Dolly Parton Instagram Screenshot
Country Music, News

Dolly Parton has the gift for finding the perfect words to speak straight to the heart.   The most successful female artist in country music has been going like a Tennessee freight train across seven decades since writing her first song, “Little Tiny Tasseltop,” at age 5.  That song was about a favorite cornhusk doll, lovingly made by her mother.  Avie Lee Parton rushed to get her daughter’s words on paper as Dolly sang into a tin can microphone.

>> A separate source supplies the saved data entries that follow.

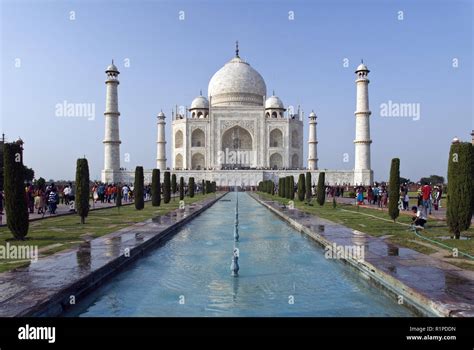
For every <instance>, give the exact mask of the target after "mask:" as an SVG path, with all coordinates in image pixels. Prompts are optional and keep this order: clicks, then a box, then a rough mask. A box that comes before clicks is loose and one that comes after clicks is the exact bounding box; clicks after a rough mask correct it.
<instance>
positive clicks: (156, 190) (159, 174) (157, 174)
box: [151, 169, 161, 207]
mask: <svg viewBox="0 0 474 350" xmlns="http://www.w3.org/2000/svg"><path fill="white" fill-rule="evenodd" d="M160 204H161V176H160V169H153V171H152V173H151V205H152V206H154V207H159V206H160Z"/></svg>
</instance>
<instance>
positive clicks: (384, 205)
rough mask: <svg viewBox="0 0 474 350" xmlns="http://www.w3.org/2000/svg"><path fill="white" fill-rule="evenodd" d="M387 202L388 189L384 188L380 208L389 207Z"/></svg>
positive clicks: (382, 187)
mask: <svg viewBox="0 0 474 350" xmlns="http://www.w3.org/2000/svg"><path fill="white" fill-rule="evenodd" d="M387 202H388V193H387V189H386V188H385V186H382V196H381V198H380V206H381V207H382V209H383V208H386V207H387Z"/></svg>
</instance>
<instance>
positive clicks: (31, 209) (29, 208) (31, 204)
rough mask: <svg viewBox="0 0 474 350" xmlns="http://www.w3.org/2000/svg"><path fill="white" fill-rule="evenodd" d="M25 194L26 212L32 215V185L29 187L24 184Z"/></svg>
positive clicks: (32, 206) (32, 185) (32, 195)
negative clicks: (25, 196)
mask: <svg viewBox="0 0 474 350" xmlns="http://www.w3.org/2000/svg"><path fill="white" fill-rule="evenodd" d="M25 194H26V203H27V206H28V211H29V213H30V214H33V213H34V212H35V209H34V208H35V200H34V191H33V185H30V184H29V183H27V184H26V188H25Z"/></svg>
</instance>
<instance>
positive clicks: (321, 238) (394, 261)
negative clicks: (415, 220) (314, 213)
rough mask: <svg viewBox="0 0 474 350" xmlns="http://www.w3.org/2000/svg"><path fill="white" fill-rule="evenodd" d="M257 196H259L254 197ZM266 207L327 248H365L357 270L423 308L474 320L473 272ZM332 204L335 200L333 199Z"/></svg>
mask: <svg viewBox="0 0 474 350" xmlns="http://www.w3.org/2000/svg"><path fill="white" fill-rule="evenodd" d="M255 196H258V195H256V194H255ZM258 198H260V200H262V201H263V202H264V203H266V205H268V206H269V207H271V208H273V209H274V210H275V211H278V212H279V213H282V215H283V216H285V217H286V218H289V219H290V220H293V221H294V222H297V223H298V224H299V225H301V230H306V231H307V233H308V234H309V235H310V236H312V237H313V238H314V239H315V240H316V241H319V242H320V243H321V244H323V245H324V246H331V245H332V243H336V244H337V246H354V245H357V246H361V245H362V246H364V250H365V259H364V261H363V262H355V263H354V264H353V265H355V266H356V267H357V268H358V269H360V270H362V271H366V272H367V273H368V274H369V275H370V274H373V275H374V276H375V277H379V278H380V279H381V281H386V282H387V283H389V284H390V285H393V286H395V287H396V288H397V289H399V290H400V291H403V292H404V293H405V294H408V295H411V296H413V297H414V298H415V299H416V300H417V301H418V302H420V303H422V304H423V305H428V306H429V308H432V309H433V310H435V311H436V312H437V313H438V314H441V315H444V316H461V317H462V316H465V317H474V271H468V270H463V269H461V268H459V267H457V266H454V265H451V264H448V263H446V262H443V261H441V260H439V259H436V258H434V257H431V256H428V255H424V254H421V253H418V252H416V251H414V250H411V249H408V248H401V247H397V246H395V245H393V244H391V243H389V242H387V241H386V240H385V239H383V238H380V237H372V236H370V235H367V234H365V233H362V232H359V231H354V230H352V229H350V228H348V227H346V226H343V225H340V224H336V223H334V222H332V221H329V220H325V219H322V218H319V217H316V216H314V215H310V214H307V213H305V212H302V211H300V210H298V209H293V210H290V209H287V208H283V207H282V206H281V205H280V203H278V202H275V201H267V200H263V199H262V198H261V197H260V196H258ZM331 201H332V198H331Z"/></svg>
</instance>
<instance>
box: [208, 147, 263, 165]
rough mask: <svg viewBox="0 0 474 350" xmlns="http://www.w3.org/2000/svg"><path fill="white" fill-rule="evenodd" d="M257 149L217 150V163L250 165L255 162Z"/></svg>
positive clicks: (220, 164) (235, 164)
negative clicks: (240, 149)
mask: <svg viewBox="0 0 474 350" xmlns="http://www.w3.org/2000/svg"><path fill="white" fill-rule="evenodd" d="M254 159H255V151H249V150H239V149H238V150H229V148H226V149H225V150H224V151H218V152H217V164H219V165H232V166H233V165H250V164H253V163H254Z"/></svg>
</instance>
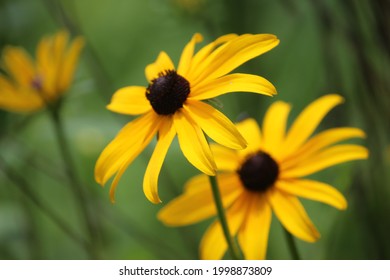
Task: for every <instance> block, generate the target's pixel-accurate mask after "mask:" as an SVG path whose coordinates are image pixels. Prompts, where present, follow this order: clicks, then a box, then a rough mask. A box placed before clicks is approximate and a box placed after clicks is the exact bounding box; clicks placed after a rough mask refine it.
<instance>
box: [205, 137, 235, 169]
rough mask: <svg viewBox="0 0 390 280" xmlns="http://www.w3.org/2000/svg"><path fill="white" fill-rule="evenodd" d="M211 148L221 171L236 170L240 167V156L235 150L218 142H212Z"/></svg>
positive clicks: (217, 167) (216, 162)
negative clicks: (218, 142) (218, 143)
mask: <svg viewBox="0 0 390 280" xmlns="http://www.w3.org/2000/svg"><path fill="white" fill-rule="evenodd" d="M210 148H211V151H212V152H213V155H214V160H215V163H216V164H217V168H218V170H219V171H236V170H238V169H239V167H240V158H239V156H238V154H237V153H236V152H235V151H234V150H231V149H228V148H225V147H223V146H221V145H217V144H211V145H210Z"/></svg>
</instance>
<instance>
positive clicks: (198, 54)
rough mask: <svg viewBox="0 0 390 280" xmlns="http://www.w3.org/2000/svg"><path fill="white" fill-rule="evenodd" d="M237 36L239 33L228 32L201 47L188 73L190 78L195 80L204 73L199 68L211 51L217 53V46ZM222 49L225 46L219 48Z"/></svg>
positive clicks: (197, 52)
mask: <svg viewBox="0 0 390 280" xmlns="http://www.w3.org/2000/svg"><path fill="white" fill-rule="evenodd" d="M237 37H238V35H237V34H226V35H223V36H221V37H219V38H217V39H216V40H215V41H214V42H211V43H209V44H208V45H206V46H204V47H203V48H201V49H200V50H199V51H198V52H197V53H196V54H195V55H194V57H193V59H192V61H191V65H190V69H189V70H188V73H187V78H188V80H189V81H190V82H193V81H195V80H196V78H197V77H198V76H199V75H200V74H201V73H202V72H200V71H199V68H200V66H201V64H202V63H203V62H204V60H205V59H206V58H207V56H208V55H209V54H210V53H211V52H214V53H217V52H218V51H216V50H215V49H216V48H217V47H219V46H220V45H221V44H225V43H226V42H229V41H231V40H233V39H234V38H237ZM222 49H223V48H219V51H221V50H222Z"/></svg>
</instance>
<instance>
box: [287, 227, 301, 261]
mask: <svg viewBox="0 0 390 280" xmlns="http://www.w3.org/2000/svg"><path fill="white" fill-rule="evenodd" d="M283 229H284V233H285V234H286V239H287V244H288V248H289V249H290V253H291V257H292V259H293V260H300V259H301V258H300V256H299V253H298V248H297V245H296V244H295V240H294V237H293V236H292V234H291V233H290V232H289V231H288V230H287V229H285V228H284V227H283Z"/></svg>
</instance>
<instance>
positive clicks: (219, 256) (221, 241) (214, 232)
mask: <svg viewBox="0 0 390 280" xmlns="http://www.w3.org/2000/svg"><path fill="white" fill-rule="evenodd" d="M246 202H247V196H246V193H243V194H242V195H241V196H240V197H239V198H238V199H237V201H236V202H235V203H234V204H233V205H232V206H231V207H230V208H229V209H228V210H227V211H226V220H227V222H228V225H229V230H230V234H231V235H232V236H235V235H236V234H237V231H238V230H239V228H240V226H241V225H242V223H243V221H244V218H245V214H246V213H247V208H248V204H246ZM226 249H227V243H226V240H225V236H224V235H223V231H222V227H221V224H220V222H219V221H216V222H214V223H213V224H212V225H211V226H210V227H209V228H208V229H207V231H206V233H205V234H204V235H203V238H202V240H201V243H200V259H202V260H218V259H222V257H223V255H224V253H225V252H226Z"/></svg>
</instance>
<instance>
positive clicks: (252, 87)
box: [190, 73, 276, 100]
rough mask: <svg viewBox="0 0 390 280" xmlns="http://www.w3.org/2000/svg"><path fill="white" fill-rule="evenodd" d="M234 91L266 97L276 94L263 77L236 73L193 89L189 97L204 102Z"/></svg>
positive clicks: (272, 87)
mask: <svg viewBox="0 0 390 280" xmlns="http://www.w3.org/2000/svg"><path fill="white" fill-rule="evenodd" d="M236 91H242V92H252V93H259V94H264V95H268V96H272V95H274V94H276V89H275V87H274V85H273V84H271V83H270V82H269V81H268V80H266V79H264V78H263V77H260V76H256V75H250V74H240V73H236V74H230V75H226V76H223V77H220V78H218V79H215V80H212V81H210V82H209V83H207V84H204V85H203V86H202V87H199V86H195V87H193V88H192V89H191V93H190V97H191V98H193V99H196V100H204V99H211V98H214V97H217V96H220V95H222V94H225V93H229V92H236Z"/></svg>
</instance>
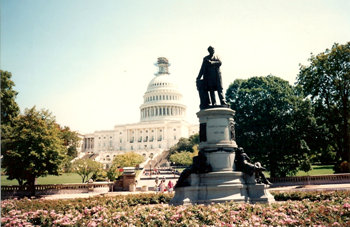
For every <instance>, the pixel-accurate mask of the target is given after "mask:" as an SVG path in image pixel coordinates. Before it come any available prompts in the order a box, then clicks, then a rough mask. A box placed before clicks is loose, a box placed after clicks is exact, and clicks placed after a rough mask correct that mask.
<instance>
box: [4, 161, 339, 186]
mask: <svg viewBox="0 0 350 227" xmlns="http://www.w3.org/2000/svg"><path fill="white" fill-rule="evenodd" d="M178 170H179V171H180V172H182V170H183V169H178ZM136 174H139V173H136ZM324 174H333V165H322V166H320V165H314V166H312V170H311V171H310V172H309V173H305V172H303V171H299V172H298V173H297V175H296V176H307V175H309V176H314V175H324ZM265 175H266V177H269V176H270V175H269V173H265ZM69 183H81V177H80V176H79V175H78V174H76V173H64V174H62V175H61V176H53V175H48V176H46V177H39V178H38V180H37V184H69ZM1 185H18V183H17V181H16V180H11V181H10V180H7V179H6V176H1Z"/></svg>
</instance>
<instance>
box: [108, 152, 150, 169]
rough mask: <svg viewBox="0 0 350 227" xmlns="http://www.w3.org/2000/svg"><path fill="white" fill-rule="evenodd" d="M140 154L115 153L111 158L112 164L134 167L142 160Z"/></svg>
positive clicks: (117, 165) (138, 164) (127, 153)
mask: <svg viewBox="0 0 350 227" xmlns="http://www.w3.org/2000/svg"><path fill="white" fill-rule="evenodd" d="M144 160H145V159H144V157H143V156H142V155H139V154H136V153H135V152H127V153H125V154H120V155H116V156H115V157H114V159H113V164H112V166H116V167H135V166H137V165H139V164H141V163H142V162H143V161H144Z"/></svg>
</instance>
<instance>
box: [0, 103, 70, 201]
mask: <svg viewBox="0 0 350 227" xmlns="http://www.w3.org/2000/svg"><path fill="white" fill-rule="evenodd" d="M4 138H5V139H4V140H3V141H2V143H3V147H4V150H3V162H2V165H3V167H4V168H5V170H6V174H7V175H8V179H10V180H12V179H16V180H17V181H18V183H19V185H20V186H24V185H28V186H29V190H30V192H31V195H33V196H34V195H35V179H36V178H38V177H41V176H46V175H48V174H52V175H58V174H59V171H60V167H61V164H62V160H63V159H64V157H65V156H64V147H63V145H62V141H61V139H60V135H59V128H58V127H57V124H56V123H55V119H54V117H53V116H52V115H51V114H50V113H49V112H48V111H47V110H41V111H37V110H36V109H35V107H33V108H31V109H26V110H25V113H24V114H23V115H19V116H18V117H16V118H14V119H13V126H12V127H11V128H10V130H9V131H7V132H6V134H5V135H4Z"/></svg>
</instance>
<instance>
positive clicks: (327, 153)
mask: <svg viewBox="0 0 350 227" xmlns="http://www.w3.org/2000/svg"><path fill="white" fill-rule="evenodd" d="M309 61H310V65H309V66H303V65H301V66H300V72H299V75H298V84H299V85H300V86H301V87H302V89H303V92H304V93H305V94H306V95H309V96H310V97H311V100H312V102H313V105H314V106H315V109H316V113H317V115H316V120H317V125H318V128H319V130H318V133H317V134H316V135H315V137H316V139H317V140H318V144H319V147H320V148H319V150H320V151H321V154H324V155H327V156H328V158H329V157H332V154H329V153H330V152H336V153H337V157H336V161H337V162H338V166H339V164H340V163H341V162H342V161H347V162H350V42H348V43H346V44H344V45H339V44H336V43H335V44H334V45H333V46H332V48H331V49H330V50H329V49H327V50H326V51H325V52H323V53H320V54H318V55H316V56H315V55H311V58H310V59H309ZM333 156H334V155H333ZM337 170H338V171H339V170H340V169H339V168H337Z"/></svg>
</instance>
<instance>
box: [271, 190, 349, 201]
mask: <svg viewBox="0 0 350 227" xmlns="http://www.w3.org/2000/svg"><path fill="white" fill-rule="evenodd" d="M271 194H272V195H273V196H274V197H275V200H276V201H288V200H293V201H302V200H304V199H308V200H310V201H322V200H333V201H338V202H343V200H344V199H346V198H349V196H350V192H349V191H343V192H329V191H328V192H319V191H317V192H302V191H288V192H283V191H271Z"/></svg>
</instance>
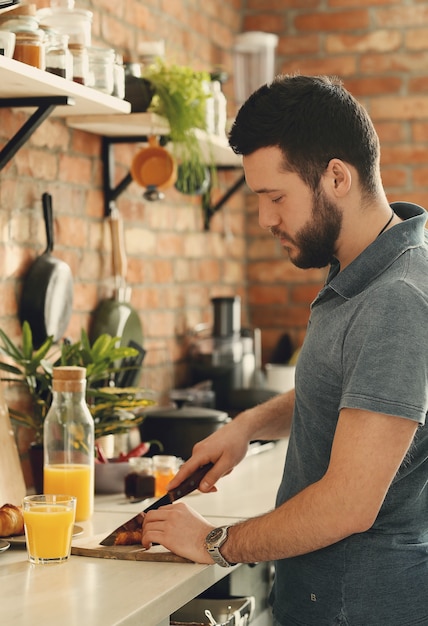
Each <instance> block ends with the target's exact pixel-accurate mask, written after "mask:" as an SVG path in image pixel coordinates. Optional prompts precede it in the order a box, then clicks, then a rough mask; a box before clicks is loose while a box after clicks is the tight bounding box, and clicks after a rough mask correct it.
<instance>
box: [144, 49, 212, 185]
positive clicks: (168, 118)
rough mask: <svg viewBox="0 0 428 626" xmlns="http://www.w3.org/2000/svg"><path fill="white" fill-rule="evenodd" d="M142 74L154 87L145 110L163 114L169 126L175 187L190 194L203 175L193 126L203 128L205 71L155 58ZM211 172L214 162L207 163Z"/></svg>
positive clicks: (208, 75)
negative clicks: (172, 159) (172, 146)
mask: <svg viewBox="0 0 428 626" xmlns="http://www.w3.org/2000/svg"><path fill="white" fill-rule="evenodd" d="M143 78H144V79H146V80H148V81H149V82H150V83H151V84H152V86H153V88H154V91H155V93H154V96H153V98H152V101H151V104H150V107H149V110H150V111H152V112H154V113H157V114H158V115H161V116H163V117H165V118H166V119H167V120H168V123H169V126H170V133H169V139H170V140H171V142H172V144H173V153H174V156H175V157H176V159H177V161H178V162H179V171H180V180H179V181H177V183H178V184H177V188H178V189H179V191H181V192H182V193H184V194H193V193H194V192H195V190H197V189H199V187H200V185H201V180H204V178H205V176H206V163H205V162H204V157H203V154H202V151H201V147H200V143H199V140H198V138H197V134H196V132H195V130H196V129H202V130H206V100H207V97H209V93H208V90H207V88H206V85H207V84H208V83H209V81H210V75H209V73H208V72H204V71H196V70H193V69H192V68H190V67H187V66H182V65H176V64H170V65H167V64H166V63H165V61H164V60H162V59H156V60H155V62H154V63H153V64H152V65H149V66H148V67H147V68H145V69H144V71H143ZM210 169H211V176H213V175H214V169H215V168H214V164H213V163H211V164H210Z"/></svg>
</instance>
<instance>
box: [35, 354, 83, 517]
mask: <svg viewBox="0 0 428 626" xmlns="http://www.w3.org/2000/svg"><path fill="white" fill-rule="evenodd" d="M52 389H53V400H52V404H51V407H50V409H49V411H48V414H47V416H46V419H45V423H44V427H43V434H44V470H43V482H44V493H56V494H67V495H72V496H76V498H77V506H76V521H84V520H87V519H89V518H90V517H91V515H92V513H93V508H94V421H93V419H92V415H91V413H90V411H89V409H88V406H87V404H86V399H85V391H86V369H85V368H84V367H76V366H63V367H55V368H54V370H53V387H52Z"/></svg>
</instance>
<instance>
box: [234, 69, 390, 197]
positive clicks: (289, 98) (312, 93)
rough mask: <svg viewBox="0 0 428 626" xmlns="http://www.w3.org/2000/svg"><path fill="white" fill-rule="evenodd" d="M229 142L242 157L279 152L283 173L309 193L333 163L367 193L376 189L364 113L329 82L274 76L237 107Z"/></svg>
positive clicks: (236, 151)
mask: <svg viewBox="0 0 428 626" xmlns="http://www.w3.org/2000/svg"><path fill="white" fill-rule="evenodd" d="M229 143H230V145H231V147H232V149H233V151H234V152H236V153H237V154H242V155H244V156H246V155H249V154H251V153H253V152H254V151H255V150H258V149H259V148H266V147H270V146H276V147H278V148H280V150H281V151H282V153H283V155H284V169H287V170H290V171H293V172H296V173H297V174H298V175H299V176H300V177H301V178H302V180H303V181H304V182H305V183H306V184H308V185H309V186H310V187H311V188H312V189H313V190H315V189H316V188H317V186H318V184H319V181H320V179H321V176H322V174H323V172H324V171H325V169H326V167H327V165H328V163H329V161H330V160H331V159H333V158H338V159H341V160H342V161H345V162H346V163H349V164H350V165H353V166H354V167H355V169H356V170H357V172H358V174H359V178H360V185H361V188H362V190H363V191H365V192H366V193H367V194H370V195H371V194H373V193H375V192H376V189H377V180H378V167H379V158H380V148H379V139H378V136H377V134H376V131H375V129H374V126H373V124H372V121H371V119H370V117H369V115H368V113H367V112H366V110H365V109H364V108H363V107H362V106H361V104H359V103H358V102H357V100H356V99H355V98H354V97H353V96H352V95H351V94H350V93H349V92H348V91H347V90H346V89H345V88H344V87H343V85H342V82H341V81H340V80H339V79H338V78H335V77H327V76H300V75H296V76H289V75H282V76H277V77H276V78H275V79H274V81H273V82H272V83H270V84H269V85H263V86H262V87H260V88H259V89H258V90H257V91H255V92H254V93H253V94H252V95H251V96H250V97H249V98H248V100H247V101H246V102H245V103H244V104H243V105H242V107H241V108H240V110H239V111H238V114H237V116H236V119H235V121H234V123H233V126H232V129H231V131H230V134H229Z"/></svg>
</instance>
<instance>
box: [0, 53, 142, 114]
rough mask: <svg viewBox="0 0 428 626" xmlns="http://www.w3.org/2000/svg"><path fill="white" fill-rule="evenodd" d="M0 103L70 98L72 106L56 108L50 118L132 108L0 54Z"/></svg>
mask: <svg viewBox="0 0 428 626" xmlns="http://www.w3.org/2000/svg"><path fill="white" fill-rule="evenodd" d="M0 85H1V87H0V100H1V99H2V98H28V97H48V96H53V97H54V96H69V97H70V98H72V100H73V101H74V105H66V106H57V107H56V108H55V110H54V111H53V113H52V115H53V116H57V117H66V116H67V115H70V113H71V112H73V115H83V114H85V115H109V114H112V113H129V112H130V110H131V105H130V103H129V102H127V101H126V100H120V99H119V98H115V97H113V96H109V95H107V94H104V93H102V92H100V91H97V90H96V89H92V88H90V87H85V86H84V85H79V84H78V83H75V82H73V81H71V80H66V79H65V78H61V77H60V76H56V75H55V74H51V73H49V72H45V71H44V70H39V69H38V68H36V67H32V66H31V65H27V64H26V63H21V62H20V61H15V59H9V58H8V57H4V56H1V55H0Z"/></svg>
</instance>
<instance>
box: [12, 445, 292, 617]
mask: <svg viewBox="0 0 428 626" xmlns="http://www.w3.org/2000/svg"><path fill="white" fill-rule="evenodd" d="M285 450H286V443H285V442H281V443H278V444H276V445H275V446H274V447H273V448H272V449H271V450H268V451H263V452H261V453H259V454H256V455H252V456H249V457H247V458H246V459H244V461H243V462H242V463H241V464H240V465H239V466H238V467H237V468H235V470H234V471H233V472H232V474H230V475H229V476H226V477H224V478H223V479H222V480H221V481H220V482H219V484H218V489H219V490H218V492H217V493H214V494H201V493H199V492H197V493H195V494H191V495H189V496H187V497H186V498H185V500H186V501H187V502H188V503H189V504H190V505H191V506H192V507H193V508H194V509H196V510H197V511H199V512H200V513H201V514H202V515H204V516H206V517H208V518H209V519H210V520H212V522H213V523H214V524H219V525H220V524H222V523H227V522H231V521H232V522H233V521H236V520H238V519H242V518H245V517H250V516H253V515H257V514H260V513H262V512H264V511H267V510H269V509H271V508H272V507H273V506H274V500H275V495H276V490H277V488H278V485H279V481H280V479H281V475H282V468H283V463H284V456H285ZM145 506H146V503H143V504H130V503H129V502H127V501H126V498H125V496H124V495H114V496H97V497H96V499H95V513H94V515H93V518H92V520H90V521H89V522H83V523H80V524H79V525H80V526H82V527H83V528H84V534H85V535H87V536H91V535H93V534H98V533H104V532H105V533H106V534H108V533H109V532H110V531H112V530H113V529H114V528H115V527H116V526H118V525H119V524H120V523H122V522H124V521H126V520H127V519H129V518H130V517H131V516H132V515H135V514H136V513H138V511H139V510H141V509H142V508H145ZM236 567H237V568H239V567H242V566H240V565H237V566H236ZM230 572H231V570H230V569H223V568H221V567H219V566H218V565H198V564H193V563H163V562H162V563H160V562H146V561H122V560H117V561H116V560H109V559H101V558H90V557H82V556H71V557H70V560H69V561H68V562H67V563H64V564H60V565H31V564H30V563H29V562H28V561H27V556H26V551H25V549H23V548H20V547H16V546H13V547H11V548H10V549H9V550H8V551H6V552H3V553H1V554H0V598H1V602H0V604H1V609H0V616H1V619H0V621H1V623H2V624H5V625H6V624H7V625H9V624H14V626H33V625H34V624H38V623H42V624H43V626H57V625H58V624H61V626H86V624H91V626H116V625H119V624H120V625H127V626H132V625H137V624H138V626H156V625H162V626H164V625H167V624H169V615H170V614H171V613H173V612H174V611H176V610H177V609H178V608H179V607H180V606H182V605H183V604H186V603H187V602H188V601H190V600H191V599H192V598H194V597H195V596H197V595H198V594H200V593H202V591H204V590H205V589H207V588H208V587H210V586H211V585H213V584H214V583H215V582H217V581H218V580H220V579H221V578H223V577H224V576H227V575H228V574H229V573H230Z"/></svg>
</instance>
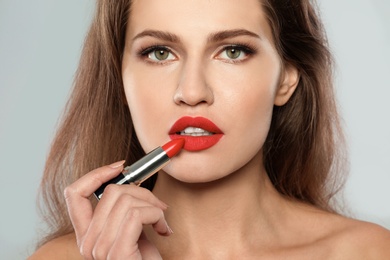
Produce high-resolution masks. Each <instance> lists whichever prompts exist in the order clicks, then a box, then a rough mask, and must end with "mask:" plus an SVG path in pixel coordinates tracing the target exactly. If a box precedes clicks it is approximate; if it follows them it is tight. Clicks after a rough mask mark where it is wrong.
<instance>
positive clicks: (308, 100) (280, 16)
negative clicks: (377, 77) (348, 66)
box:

Dolly Parton never stopped writing songs.  Her catalog spans some of the most memorable songs in all of country music, pop, and of course, infectious movie theme songs to match her roles.  The “Coat of Many Colors” songstress always wears her heart on her sleeve.  She’s also a very candid straight-shooter when it comes to talking about what matters to her.  The country music legend used complete honesty and uncompromising words when asked about her support of Black Lives Matter in a Billboard interview, reported by The Daily Beast on August 14. As always, Dolly tells it like it is, even when it comes to her own changing attitudes.

The world is more beautiful in all colors, says Dolly Parton

“Of course Black lives matter,” Dolly Parton boldly asserts.  “Do we think our little white a**es are the only ones that matter? No!”

The global entertainment icon and philanthropist also fully grasps that the burgeoning Black Lives Matter movement centers on “people having to make themselves known and felt and seen.”

No single cultural shift can erase 400 years of oppression or suppression, but today’s headlines have prompted a unified bond between all humankind that change must happen.  Sadly, cameras are still capturing scenes that should never be happening. But and honest dialogue is happening, too.  Dolly Parton has always been proactive for positive change.  She feels an awakening is on the way.

Judgment is something that Dolly Parton just doesn’t buy

“I do believe we all have a right to be exactly who we are,” declares Parton.  She decries that “all these good Christian people, the last thing we’re supposed to do is judge one another.” She firmly insists that judgment is a God-job, not a human one.

“I just try to be myself,” as Dolly Parton puts it. “And I just try to let everybody else be themselves.”

The superstar’s perspective was put into focus recently, when Dolly Parton was honored by the GLAAD Awards for her “Two Doors Down” episode of her “Heartstrings” series, inspired by her songs.  The episode involves a couple “coming out” and coming together with family at a sister’s wedding.  Dolly Parton happens to show up as the musical entertainment with a mini-concert.  There’s nothing like a heartfelt Dolly Parton song to ease hearts into putting prejudices away.

The country icon advises fans about hurtful behavior

Everyone knows about the recent transformations of Lady Antebellum to Lady A (legal squabbles notwithstanding).  The Chicks are as comfortable as ever in their strong female strength since leaving “Dixie” in the dust.

Speaking of dust, Dolly Parton got the jump on many artists now in transition to new identities.  When it was brought to her attention that the former Dixie Stampede had a hurtful connotation from the past, she instantly decided to go with just The Stampede and the audiences are still yearning to see her horses and riders prance and dance with their tricks.

“When you realize something is a problem, you fix it,” Dolly Parton relates of her life formula. “Don’t be a dumba**.  That’s where my heart is.  I would never dream of hurting anyone on purpose.”